Second, I understand and feel comfortable putting my faith in statistics. This comes from both my research education and my many years of experience playing and analyzing poker hands. I understand that when there is a less that 1% chance that my baby will have <this>, the odds are pretty good (in fact, they are excellent) that my baby will not have <this>. In poker, if the odds are in your favor and you know this with a high degree of certainty, you (usually) continue with the hand you're holding. I don't see any reason why medical decisions should be treated differently.
Of course, I am less willing to gamble with my baby's life than with my money. But I find statistics reassuring. In the above example of 1%, I like my chances enough not to pursue further tests or, worse yet, to treat my baby with <choice of drug> in case she happens to be in the 1%. Especially in the latter case, 99% of the time I would be exposing a perfectly healthy baby to drugs where none are needed. This is something that I do not feel comfortable doing, but the doctors prefer it.
My medical team likes to cover all their bases and make even the most favorable odds better. In that interest, they err on the side of preventative care. When the doctors see that I am reluctant to take their recommended treatment because I "feel healthy" and/or I "like my odds" just fine, they don't hesitate to try different strategies for my manipulation. What works really well on a pregnant woman? Appealing to her (likely) emotionality and protective instinct. For example, they think that if they say something like "I've had a baby die because we didn't know to treat for <this>," then I will change my informed decision. I find this tactic to be under-handed and abusive, not to mention offensive. I imagine this works on a lot of expectant moms. However, thankfully, my rationality and faith in statistics are not easily rattled by proclamations like this.

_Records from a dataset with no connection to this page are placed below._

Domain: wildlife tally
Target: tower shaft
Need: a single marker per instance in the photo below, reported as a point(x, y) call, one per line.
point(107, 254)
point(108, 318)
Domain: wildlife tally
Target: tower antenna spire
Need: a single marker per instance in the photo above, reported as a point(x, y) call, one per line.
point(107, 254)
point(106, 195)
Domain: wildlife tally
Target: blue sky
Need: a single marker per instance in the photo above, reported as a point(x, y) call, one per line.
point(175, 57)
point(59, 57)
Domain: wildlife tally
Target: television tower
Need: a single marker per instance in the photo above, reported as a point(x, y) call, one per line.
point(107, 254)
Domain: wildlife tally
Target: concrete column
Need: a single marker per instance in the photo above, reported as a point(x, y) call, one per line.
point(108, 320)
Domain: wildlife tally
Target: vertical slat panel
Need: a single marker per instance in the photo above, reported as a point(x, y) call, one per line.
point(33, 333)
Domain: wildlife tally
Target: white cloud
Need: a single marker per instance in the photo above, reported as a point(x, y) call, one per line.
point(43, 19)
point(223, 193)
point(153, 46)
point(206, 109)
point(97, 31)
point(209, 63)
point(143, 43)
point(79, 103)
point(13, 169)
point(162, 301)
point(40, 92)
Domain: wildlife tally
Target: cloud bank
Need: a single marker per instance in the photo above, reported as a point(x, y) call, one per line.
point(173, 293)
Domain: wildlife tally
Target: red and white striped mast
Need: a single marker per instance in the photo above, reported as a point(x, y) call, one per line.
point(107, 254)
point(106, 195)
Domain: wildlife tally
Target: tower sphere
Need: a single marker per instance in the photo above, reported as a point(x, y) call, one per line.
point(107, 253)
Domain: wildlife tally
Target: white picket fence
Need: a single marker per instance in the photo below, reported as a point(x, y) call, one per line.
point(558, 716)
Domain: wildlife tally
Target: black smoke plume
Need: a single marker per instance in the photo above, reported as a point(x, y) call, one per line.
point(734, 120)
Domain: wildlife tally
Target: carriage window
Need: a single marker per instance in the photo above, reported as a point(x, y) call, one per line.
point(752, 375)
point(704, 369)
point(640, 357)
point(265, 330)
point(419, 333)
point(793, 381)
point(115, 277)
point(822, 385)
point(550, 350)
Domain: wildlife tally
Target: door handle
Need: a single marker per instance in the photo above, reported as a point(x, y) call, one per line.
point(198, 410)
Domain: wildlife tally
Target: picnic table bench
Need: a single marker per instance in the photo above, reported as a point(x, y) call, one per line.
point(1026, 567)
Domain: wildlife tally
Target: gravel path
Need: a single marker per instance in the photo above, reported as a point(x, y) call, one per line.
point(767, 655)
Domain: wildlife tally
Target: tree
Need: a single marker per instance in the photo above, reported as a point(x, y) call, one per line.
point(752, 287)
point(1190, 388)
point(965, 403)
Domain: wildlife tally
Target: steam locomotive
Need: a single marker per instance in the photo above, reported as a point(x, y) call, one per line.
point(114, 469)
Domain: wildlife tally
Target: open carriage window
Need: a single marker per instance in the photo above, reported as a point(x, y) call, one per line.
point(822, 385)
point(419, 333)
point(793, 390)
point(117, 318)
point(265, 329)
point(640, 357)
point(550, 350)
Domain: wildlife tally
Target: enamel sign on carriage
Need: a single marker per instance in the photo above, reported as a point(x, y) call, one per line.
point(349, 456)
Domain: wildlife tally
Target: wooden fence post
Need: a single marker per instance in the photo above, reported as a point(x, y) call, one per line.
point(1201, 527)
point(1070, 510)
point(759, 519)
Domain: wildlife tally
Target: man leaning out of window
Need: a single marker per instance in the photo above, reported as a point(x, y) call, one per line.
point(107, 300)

As I already mentioned, my unique approach to receiving (read: critically analyzing and attempting to have a modicum of control over) my prenatal care somewhat frustrates the doctors responsible for my care. It also sometimes serves to make those around me nervous: how can I refuse treatment, am I being negligent, etc? Rightfully, people will form their own opinions about this. All I can say is this: I love my unborn baby (probably no less than or more than those who take a different perspective and approach to their prenatal care) and I am acting in what I believe to be (from intensive research and careful deliberation) her best interest.
* From my experience, doctors' preferred course of action (at least in pregnancy care) is usually interventionist with a focus on proactive prevention rather than surveillant with a focus (after the fact) on the identification of symptoms and prescription of treatment.